Protein Family Neighborhood Analysis - PFAM Domain (Family)



In prokaryotic genomes functionally coupled genes can be organized in conserved clusters of neighboring genes, called operons, enabling their coordinated regulation. Thus, it is possible to predict function of uncharacterised genes by analysing functional annotations within their neighborhoods. Here, we present an algorithm that gives an insight into genomic neighborhoods of a query protein family by calculating statistical significance for overrepresentation of functional domains in the neighborhoods.

»As query, the user can choose a protein family from the Pfam database (September 2018, 17929 entries). Query domain identifier has to be in the form "pfNNNNN" or "PFNNNNN", e.g. PF02696.

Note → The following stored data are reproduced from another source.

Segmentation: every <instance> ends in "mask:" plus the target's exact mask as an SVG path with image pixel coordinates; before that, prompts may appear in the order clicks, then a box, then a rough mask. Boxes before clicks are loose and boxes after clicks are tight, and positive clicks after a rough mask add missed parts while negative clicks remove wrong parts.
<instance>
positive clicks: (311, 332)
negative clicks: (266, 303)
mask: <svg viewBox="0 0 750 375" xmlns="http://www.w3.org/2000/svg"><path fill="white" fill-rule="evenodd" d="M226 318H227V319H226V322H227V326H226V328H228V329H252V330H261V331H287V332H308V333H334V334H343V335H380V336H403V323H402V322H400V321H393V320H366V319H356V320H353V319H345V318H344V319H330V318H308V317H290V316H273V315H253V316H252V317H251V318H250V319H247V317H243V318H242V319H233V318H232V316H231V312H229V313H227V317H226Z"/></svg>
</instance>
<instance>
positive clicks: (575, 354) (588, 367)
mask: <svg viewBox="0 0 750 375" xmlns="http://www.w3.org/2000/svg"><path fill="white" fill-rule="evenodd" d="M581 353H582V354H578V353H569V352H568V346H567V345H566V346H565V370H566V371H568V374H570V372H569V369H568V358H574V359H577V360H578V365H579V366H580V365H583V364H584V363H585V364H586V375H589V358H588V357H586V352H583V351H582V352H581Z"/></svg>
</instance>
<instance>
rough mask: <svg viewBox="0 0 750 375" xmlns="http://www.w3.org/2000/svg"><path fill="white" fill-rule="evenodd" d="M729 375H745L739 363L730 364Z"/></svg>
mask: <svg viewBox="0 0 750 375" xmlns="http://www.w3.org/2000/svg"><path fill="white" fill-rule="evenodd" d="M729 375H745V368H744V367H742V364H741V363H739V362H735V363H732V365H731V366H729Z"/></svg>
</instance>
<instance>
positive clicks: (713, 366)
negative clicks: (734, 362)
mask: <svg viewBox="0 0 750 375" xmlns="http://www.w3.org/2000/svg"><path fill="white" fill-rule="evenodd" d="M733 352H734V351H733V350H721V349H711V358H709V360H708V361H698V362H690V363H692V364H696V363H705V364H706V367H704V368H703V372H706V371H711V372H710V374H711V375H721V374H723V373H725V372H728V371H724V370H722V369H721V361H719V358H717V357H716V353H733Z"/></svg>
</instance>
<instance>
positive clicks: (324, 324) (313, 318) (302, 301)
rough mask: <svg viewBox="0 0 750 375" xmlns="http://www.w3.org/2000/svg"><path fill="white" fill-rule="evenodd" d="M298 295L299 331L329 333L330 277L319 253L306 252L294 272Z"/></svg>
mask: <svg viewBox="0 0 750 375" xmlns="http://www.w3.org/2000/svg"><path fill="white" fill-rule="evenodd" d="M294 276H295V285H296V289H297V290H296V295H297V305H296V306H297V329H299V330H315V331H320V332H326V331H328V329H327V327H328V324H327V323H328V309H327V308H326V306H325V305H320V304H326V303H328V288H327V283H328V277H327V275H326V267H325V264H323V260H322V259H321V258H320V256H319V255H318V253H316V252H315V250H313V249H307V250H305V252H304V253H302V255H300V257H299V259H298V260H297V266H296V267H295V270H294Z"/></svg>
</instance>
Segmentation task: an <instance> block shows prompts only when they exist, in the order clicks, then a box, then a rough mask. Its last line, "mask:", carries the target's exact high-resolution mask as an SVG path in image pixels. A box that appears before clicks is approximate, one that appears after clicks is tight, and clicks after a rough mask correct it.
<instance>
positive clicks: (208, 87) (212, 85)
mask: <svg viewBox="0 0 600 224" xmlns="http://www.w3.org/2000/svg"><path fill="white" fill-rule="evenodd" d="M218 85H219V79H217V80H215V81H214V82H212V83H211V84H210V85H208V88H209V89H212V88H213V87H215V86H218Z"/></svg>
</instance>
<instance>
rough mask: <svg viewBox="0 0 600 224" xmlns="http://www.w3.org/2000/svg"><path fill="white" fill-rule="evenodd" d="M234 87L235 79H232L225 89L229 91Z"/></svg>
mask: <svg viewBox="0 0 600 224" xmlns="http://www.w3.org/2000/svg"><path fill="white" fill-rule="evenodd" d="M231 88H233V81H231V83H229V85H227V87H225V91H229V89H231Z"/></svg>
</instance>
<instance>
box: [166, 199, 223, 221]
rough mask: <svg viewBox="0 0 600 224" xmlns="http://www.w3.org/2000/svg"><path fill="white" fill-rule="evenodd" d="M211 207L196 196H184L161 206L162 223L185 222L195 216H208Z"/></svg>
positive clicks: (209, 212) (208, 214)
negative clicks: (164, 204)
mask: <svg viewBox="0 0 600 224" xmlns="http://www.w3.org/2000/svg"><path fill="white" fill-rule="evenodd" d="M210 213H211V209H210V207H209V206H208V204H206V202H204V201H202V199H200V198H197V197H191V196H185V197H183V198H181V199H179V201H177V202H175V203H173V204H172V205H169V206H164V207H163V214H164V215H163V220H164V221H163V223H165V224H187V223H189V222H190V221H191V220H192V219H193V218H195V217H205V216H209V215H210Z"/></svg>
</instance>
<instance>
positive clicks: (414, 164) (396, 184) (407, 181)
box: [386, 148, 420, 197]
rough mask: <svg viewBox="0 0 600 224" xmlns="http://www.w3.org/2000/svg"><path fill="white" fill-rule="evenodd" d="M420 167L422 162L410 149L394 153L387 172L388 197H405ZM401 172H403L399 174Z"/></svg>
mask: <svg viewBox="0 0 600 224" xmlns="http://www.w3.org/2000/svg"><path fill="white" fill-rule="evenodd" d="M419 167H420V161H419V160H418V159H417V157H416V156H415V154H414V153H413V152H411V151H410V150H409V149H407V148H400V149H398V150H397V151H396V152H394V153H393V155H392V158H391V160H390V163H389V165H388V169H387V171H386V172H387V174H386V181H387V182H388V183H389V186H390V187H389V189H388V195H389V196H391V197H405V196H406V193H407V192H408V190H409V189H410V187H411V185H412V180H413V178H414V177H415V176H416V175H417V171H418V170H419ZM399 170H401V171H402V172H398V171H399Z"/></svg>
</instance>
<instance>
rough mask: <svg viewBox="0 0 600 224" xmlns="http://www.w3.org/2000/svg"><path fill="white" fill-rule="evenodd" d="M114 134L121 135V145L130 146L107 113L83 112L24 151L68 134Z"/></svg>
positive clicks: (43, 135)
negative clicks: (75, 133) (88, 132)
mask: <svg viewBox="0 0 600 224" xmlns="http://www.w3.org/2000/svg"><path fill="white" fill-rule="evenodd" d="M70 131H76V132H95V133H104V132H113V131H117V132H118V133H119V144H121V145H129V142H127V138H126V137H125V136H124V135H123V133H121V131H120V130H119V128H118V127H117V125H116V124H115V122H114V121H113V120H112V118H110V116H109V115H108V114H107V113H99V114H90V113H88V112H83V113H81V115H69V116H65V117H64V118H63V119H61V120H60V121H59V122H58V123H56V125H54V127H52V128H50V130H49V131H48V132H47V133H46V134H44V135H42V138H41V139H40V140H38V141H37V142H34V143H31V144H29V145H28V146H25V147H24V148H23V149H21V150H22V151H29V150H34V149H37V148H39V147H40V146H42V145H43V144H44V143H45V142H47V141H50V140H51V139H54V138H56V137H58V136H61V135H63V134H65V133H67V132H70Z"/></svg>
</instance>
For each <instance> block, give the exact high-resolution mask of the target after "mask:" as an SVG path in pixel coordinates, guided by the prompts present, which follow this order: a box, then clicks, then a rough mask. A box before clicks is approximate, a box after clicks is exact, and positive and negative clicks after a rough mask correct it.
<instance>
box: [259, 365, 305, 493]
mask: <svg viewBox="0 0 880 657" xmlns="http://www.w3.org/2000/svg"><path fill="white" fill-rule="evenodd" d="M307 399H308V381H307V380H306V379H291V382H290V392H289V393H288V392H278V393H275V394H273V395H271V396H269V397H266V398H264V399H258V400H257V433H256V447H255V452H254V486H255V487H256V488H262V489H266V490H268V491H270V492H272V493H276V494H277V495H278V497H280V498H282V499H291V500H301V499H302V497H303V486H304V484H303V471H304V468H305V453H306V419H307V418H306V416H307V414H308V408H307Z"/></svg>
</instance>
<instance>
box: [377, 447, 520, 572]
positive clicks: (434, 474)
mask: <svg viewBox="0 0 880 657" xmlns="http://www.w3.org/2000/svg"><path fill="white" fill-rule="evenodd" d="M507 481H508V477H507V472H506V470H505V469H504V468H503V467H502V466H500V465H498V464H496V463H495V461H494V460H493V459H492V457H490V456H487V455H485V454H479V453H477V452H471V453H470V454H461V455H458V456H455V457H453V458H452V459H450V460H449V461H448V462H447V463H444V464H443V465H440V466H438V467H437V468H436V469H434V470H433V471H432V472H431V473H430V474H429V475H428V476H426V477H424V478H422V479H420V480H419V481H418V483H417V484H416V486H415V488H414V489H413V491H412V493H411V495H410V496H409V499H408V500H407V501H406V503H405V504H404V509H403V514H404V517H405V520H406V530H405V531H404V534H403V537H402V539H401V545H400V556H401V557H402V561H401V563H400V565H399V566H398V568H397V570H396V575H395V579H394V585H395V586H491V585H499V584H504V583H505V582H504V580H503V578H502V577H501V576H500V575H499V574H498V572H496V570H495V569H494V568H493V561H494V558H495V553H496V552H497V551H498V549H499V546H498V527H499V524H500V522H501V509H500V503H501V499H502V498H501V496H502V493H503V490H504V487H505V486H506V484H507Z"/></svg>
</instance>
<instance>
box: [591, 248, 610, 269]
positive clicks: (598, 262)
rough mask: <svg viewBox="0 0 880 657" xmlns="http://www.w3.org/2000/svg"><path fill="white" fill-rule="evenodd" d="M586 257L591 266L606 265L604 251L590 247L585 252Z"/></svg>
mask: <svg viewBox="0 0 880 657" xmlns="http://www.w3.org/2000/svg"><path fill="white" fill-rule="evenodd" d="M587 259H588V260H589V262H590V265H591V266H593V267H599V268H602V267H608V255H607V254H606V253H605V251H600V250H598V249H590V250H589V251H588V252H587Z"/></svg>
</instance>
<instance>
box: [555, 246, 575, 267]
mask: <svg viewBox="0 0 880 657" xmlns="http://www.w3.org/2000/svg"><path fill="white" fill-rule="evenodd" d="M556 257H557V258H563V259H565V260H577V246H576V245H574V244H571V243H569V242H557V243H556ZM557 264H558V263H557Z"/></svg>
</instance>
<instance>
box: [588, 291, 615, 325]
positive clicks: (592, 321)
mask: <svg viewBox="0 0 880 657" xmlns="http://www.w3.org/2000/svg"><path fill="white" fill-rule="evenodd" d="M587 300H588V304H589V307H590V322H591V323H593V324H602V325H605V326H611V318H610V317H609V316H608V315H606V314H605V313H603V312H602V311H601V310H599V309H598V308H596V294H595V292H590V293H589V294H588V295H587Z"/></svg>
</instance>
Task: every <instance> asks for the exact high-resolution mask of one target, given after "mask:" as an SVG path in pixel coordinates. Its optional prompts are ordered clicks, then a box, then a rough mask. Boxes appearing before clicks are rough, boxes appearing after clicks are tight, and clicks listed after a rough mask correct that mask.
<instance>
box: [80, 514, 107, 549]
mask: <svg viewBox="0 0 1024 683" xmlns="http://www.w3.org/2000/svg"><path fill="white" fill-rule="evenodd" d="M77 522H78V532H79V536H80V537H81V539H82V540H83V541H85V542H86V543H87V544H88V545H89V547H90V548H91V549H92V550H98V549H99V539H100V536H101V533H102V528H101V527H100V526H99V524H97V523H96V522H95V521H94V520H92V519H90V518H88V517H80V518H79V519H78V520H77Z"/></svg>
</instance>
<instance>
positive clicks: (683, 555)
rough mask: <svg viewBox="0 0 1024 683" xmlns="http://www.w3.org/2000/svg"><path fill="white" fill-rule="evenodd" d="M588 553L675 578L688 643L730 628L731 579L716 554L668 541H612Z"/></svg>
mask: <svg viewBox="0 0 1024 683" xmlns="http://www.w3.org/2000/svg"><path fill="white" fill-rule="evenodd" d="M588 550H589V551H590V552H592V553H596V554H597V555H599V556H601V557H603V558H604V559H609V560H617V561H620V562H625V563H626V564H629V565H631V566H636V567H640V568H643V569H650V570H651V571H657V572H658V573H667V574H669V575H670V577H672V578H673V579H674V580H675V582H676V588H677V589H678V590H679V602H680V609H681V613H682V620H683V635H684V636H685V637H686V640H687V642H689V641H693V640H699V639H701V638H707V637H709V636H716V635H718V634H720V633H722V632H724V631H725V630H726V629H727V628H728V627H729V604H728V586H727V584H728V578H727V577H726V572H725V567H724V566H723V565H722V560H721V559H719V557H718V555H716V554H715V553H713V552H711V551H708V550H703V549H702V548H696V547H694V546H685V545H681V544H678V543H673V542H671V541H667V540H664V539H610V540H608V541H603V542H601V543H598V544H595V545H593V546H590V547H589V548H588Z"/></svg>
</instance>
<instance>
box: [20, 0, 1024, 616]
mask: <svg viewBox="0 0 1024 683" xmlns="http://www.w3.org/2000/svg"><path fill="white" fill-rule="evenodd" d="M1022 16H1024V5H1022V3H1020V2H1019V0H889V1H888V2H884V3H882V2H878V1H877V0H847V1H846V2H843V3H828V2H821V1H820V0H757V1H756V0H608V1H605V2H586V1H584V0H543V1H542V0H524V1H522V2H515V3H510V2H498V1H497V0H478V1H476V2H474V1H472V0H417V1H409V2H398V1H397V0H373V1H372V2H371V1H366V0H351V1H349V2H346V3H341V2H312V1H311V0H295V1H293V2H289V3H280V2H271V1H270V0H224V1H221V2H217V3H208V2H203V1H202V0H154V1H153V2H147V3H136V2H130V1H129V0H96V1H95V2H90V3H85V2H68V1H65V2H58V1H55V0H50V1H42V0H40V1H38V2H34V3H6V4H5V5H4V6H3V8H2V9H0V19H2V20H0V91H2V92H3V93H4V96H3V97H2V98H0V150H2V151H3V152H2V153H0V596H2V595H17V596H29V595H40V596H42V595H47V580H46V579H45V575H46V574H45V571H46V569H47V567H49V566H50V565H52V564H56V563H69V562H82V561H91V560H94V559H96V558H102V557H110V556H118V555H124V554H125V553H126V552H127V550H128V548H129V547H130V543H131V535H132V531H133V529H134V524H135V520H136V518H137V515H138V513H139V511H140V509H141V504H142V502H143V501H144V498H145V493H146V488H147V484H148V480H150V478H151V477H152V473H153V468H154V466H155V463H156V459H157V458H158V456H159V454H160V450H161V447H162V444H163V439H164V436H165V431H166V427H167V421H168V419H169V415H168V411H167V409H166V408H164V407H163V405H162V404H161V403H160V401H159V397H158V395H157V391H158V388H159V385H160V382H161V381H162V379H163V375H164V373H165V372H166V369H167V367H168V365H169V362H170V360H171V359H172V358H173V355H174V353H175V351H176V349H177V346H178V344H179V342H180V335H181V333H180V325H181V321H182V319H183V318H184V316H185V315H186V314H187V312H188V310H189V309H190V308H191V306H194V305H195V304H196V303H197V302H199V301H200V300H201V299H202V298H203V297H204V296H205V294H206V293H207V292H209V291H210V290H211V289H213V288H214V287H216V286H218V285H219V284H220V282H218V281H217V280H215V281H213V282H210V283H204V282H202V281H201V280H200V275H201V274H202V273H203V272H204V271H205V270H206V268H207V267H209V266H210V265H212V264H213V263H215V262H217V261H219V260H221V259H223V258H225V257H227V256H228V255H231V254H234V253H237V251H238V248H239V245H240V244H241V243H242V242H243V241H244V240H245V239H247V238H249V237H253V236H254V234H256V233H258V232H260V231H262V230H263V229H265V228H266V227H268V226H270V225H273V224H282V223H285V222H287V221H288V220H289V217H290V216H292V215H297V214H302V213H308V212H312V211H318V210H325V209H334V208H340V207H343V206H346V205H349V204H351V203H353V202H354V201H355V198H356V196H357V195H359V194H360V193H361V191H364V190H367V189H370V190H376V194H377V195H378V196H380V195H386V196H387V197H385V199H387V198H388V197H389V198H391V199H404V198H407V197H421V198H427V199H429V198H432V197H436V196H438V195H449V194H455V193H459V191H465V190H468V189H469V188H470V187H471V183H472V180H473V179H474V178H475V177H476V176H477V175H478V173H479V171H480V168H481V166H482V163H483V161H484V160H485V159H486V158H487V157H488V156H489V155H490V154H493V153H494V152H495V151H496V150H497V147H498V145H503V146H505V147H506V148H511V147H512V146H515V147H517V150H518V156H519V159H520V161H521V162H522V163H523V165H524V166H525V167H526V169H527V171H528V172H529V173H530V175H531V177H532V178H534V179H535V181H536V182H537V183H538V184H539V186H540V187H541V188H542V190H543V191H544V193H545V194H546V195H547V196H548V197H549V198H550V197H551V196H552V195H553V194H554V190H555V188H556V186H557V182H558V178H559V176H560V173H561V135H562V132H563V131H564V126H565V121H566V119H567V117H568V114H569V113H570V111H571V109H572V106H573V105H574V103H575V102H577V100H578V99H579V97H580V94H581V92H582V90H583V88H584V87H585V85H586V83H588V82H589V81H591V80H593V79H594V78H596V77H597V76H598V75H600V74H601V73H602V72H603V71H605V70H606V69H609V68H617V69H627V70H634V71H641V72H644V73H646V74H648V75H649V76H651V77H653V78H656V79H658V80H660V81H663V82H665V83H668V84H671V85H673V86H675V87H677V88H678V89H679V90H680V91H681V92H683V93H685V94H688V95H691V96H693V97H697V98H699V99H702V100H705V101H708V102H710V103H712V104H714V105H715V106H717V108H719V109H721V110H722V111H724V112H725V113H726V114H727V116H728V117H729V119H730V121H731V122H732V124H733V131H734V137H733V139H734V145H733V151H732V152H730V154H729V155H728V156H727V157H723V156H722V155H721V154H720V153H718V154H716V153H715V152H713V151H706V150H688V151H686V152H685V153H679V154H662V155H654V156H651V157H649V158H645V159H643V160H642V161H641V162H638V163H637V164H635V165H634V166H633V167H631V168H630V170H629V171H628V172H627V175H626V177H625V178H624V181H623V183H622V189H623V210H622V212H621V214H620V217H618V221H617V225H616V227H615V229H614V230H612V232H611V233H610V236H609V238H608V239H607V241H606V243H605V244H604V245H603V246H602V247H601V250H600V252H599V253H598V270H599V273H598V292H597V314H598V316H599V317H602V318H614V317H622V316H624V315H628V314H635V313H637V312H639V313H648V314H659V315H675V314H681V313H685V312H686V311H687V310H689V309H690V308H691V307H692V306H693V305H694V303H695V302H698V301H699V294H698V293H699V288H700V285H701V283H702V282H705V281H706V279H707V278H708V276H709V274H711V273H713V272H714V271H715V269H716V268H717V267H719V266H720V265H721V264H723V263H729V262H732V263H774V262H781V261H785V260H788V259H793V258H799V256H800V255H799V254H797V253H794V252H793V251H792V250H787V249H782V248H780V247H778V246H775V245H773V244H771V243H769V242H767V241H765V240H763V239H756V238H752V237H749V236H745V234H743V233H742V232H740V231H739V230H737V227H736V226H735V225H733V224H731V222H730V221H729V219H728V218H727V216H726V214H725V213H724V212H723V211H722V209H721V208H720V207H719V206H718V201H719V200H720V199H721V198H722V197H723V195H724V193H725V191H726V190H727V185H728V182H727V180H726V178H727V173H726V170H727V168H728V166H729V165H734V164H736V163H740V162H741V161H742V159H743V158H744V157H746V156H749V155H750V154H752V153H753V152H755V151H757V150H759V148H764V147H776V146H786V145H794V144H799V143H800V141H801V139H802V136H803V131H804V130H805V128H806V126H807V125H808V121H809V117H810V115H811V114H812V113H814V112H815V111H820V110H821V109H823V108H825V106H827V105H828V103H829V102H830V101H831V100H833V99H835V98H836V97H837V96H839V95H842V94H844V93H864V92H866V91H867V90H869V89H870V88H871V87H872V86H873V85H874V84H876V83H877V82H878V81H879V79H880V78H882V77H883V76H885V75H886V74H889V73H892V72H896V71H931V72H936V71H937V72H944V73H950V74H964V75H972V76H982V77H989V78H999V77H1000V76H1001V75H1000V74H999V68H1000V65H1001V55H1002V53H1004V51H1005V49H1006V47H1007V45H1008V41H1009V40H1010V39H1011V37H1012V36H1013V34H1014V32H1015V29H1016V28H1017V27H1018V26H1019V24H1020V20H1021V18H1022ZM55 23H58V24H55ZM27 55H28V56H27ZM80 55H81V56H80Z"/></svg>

» The size of neighborhood (e.g. 5000 bp) is described as number of base pairs (bp) before and after the gene whose protein product possesses the query Pfam domain. Typically, the size of neighborhood set to +-5000 bp corresponds to 10 genes in whole neighborhood.
» Due to possibility of high false discovery rate that can be a serious problem when multiple tests are performed (e.g. many Pfam domains are evaluated for overrepresentation), the user can decide which method of multiple test correction to use – Bonferroni correction or Benjamini-Hochberg procedure
» Families that are available for neighborhood analysis were chosen based on high number of representative genomes available. The genomic data that is used in this server is downloaded from JGI IMG Integrated Microbial Genomes & Microbiomes and it contains prokaryotic complete genomes and uncomplete genomic data from environmental sequencing.
» Currently, during neighborhood analysis genes encoded on both strands are considered.
» Cut-off value is used to limit the output based on p-value, and name of analysis is optional.